Thanks so much,Peace. You've been with me on this ride for a long time.

I go back and forth about what kind of person I am, but if I've got friends like you, I must be something right.

Anonymous said...

It's Donna posting ANON from the office.....

I'm so very sorry Rob. Take comfort that there are people who care about you, even those whom you do not know personally. Let yourslef feel the grief and then my friend, you must let it go. You are right in wanting some time before making big decisions but begin to think of change as an adventure rather than something daunting. You are much stronger than you think. As you begin to adjust to this change in your life, you will slowly let go of any unhappines in your past and will look forward to a different and happy future.

All my prayers are for you today. Please don't forget I am here if you need a shoulder.

Rob K said...

Thank you, Donna, you are very thoughtful.

I'm having trouble dealing with this now, but I know there'll be a time in the near future when I'll be able to move on and begin that adventure you write about.

If I've learned nothing else from this, at least I know there are still kind, lovely people like you in this world.

Marsha said...

Rob,

I am sorry for your loss. I'll keep you and your family in my thoughts.

Take care,

Marsha

Rob K said...

Marsha, thanks so much. You're very kind. I hope all is well with you and yours.

Babsbitchin said...

Something pulled me here tonite, even though I'm on duty and shouldn't be on my computer. You would be so much more distraught, had you not your faith.

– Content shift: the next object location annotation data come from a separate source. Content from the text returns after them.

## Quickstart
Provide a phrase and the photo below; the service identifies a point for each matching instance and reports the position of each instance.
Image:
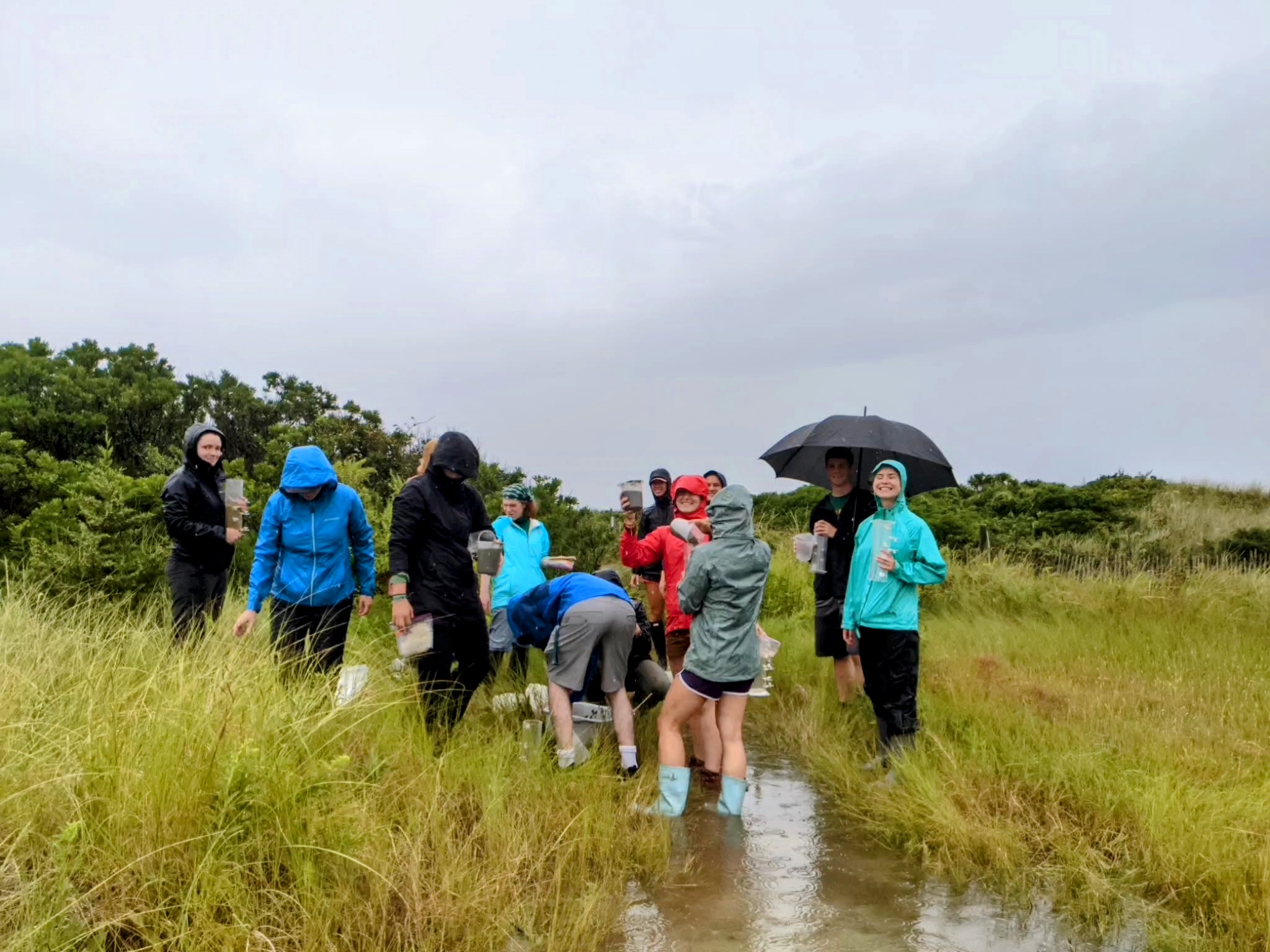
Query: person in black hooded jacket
(203, 547)
(433, 517)
(654, 517)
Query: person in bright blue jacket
(526, 544)
(895, 552)
(313, 535)
(572, 619)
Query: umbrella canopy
(801, 455)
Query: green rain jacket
(893, 603)
(723, 591)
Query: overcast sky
(601, 238)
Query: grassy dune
(155, 799)
(1104, 739)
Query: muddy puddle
(790, 876)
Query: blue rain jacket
(306, 550)
(893, 604)
(535, 615)
(522, 559)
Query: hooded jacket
(540, 611)
(523, 551)
(664, 546)
(303, 552)
(662, 511)
(193, 509)
(723, 589)
(433, 517)
(893, 603)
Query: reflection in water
(786, 876)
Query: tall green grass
(196, 800)
(1103, 739)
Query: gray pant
(605, 621)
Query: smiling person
(895, 552)
(316, 549)
(836, 518)
(653, 518)
(193, 512)
(664, 547)
(716, 483)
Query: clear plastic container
(633, 495)
(531, 738)
(819, 555)
(352, 682)
(235, 503)
(417, 639)
(690, 534)
(884, 534)
(804, 546)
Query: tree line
(89, 436)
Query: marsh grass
(1103, 739)
(198, 800)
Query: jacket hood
(732, 514)
(308, 467)
(192, 436)
(902, 503)
(696, 487)
(456, 452)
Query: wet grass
(1100, 739)
(195, 800)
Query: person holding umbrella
(895, 552)
(837, 518)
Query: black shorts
(714, 690)
(828, 630)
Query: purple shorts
(714, 690)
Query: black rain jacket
(193, 508)
(432, 519)
(860, 506)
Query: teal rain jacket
(522, 559)
(306, 550)
(893, 603)
(723, 591)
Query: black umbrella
(801, 455)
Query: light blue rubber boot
(732, 798)
(675, 791)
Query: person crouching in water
(723, 589)
(662, 546)
(895, 552)
(571, 619)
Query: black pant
(889, 663)
(326, 627)
(196, 594)
(450, 676)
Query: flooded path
(790, 876)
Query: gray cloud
(667, 232)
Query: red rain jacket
(665, 546)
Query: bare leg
(562, 715)
(842, 676)
(858, 674)
(680, 706)
(705, 736)
(624, 718)
(732, 721)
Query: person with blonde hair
(432, 574)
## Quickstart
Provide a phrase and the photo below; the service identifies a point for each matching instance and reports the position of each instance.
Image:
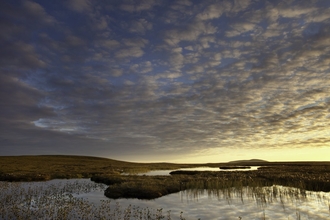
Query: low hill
(249, 161)
(45, 167)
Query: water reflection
(275, 202)
(167, 172)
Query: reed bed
(60, 200)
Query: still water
(39, 198)
(167, 172)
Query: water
(167, 172)
(274, 202)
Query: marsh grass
(59, 201)
(46, 167)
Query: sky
(166, 80)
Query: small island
(234, 167)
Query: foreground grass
(313, 176)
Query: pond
(167, 172)
(81, 198)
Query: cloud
(162, 77)
(133, 6)
(80, 5)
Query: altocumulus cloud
(123, 78)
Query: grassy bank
(313, 176)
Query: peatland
(314, 176)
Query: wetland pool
(167, 172)
(84, 199)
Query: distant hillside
(249, 161)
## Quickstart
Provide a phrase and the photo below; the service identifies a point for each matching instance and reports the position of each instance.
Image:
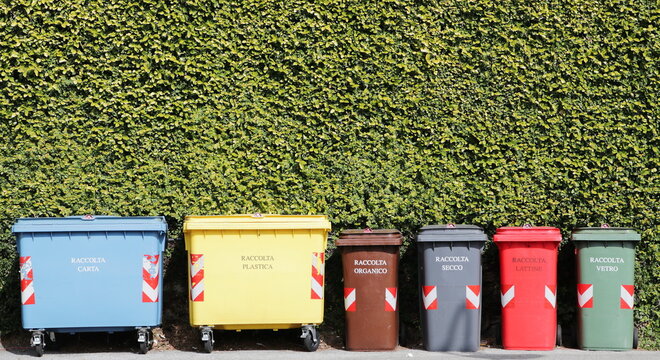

Did you realize this? You and I both know, that your Dad is happier now, than he's been in 5 years, 5 long years. Your Mom was there to greet him in that favorite dress he liked so well, with her hair just so, the way he remembered it when he thought long and hard and sat quietly reminiscing. He didn't say much but he missed her so. He would've gave up long ago if his heart had talked him into it. But he had to save face, he was a real man of honor. It worried him so that there is no dignity in dying and it made him so cranky. He just couldn't say the words, or express his fear. But he is just fine, smiling and calm. You are not an orphan, they are both still there. Your Mother thought you were all that and so did your Dad. He just couldn't find a way to say it. But he is now, ok? Understand? He, as well as your mother were always proud, especially when you won that spelling bee. They are walking hand in hand, right now and all is well. Do not be afraid, all is well.

I'm here for you Rob. I wish I could give you a really big hug.
Kisses!

Rob K said...

Oh, Babs, thanks so much for your concern and support.I like--I love--the idea of them still being with me and I will keep that thought in my mind at all times. It sures like you're right here, Babs, giving me that really big hug. Thanks for being in my life.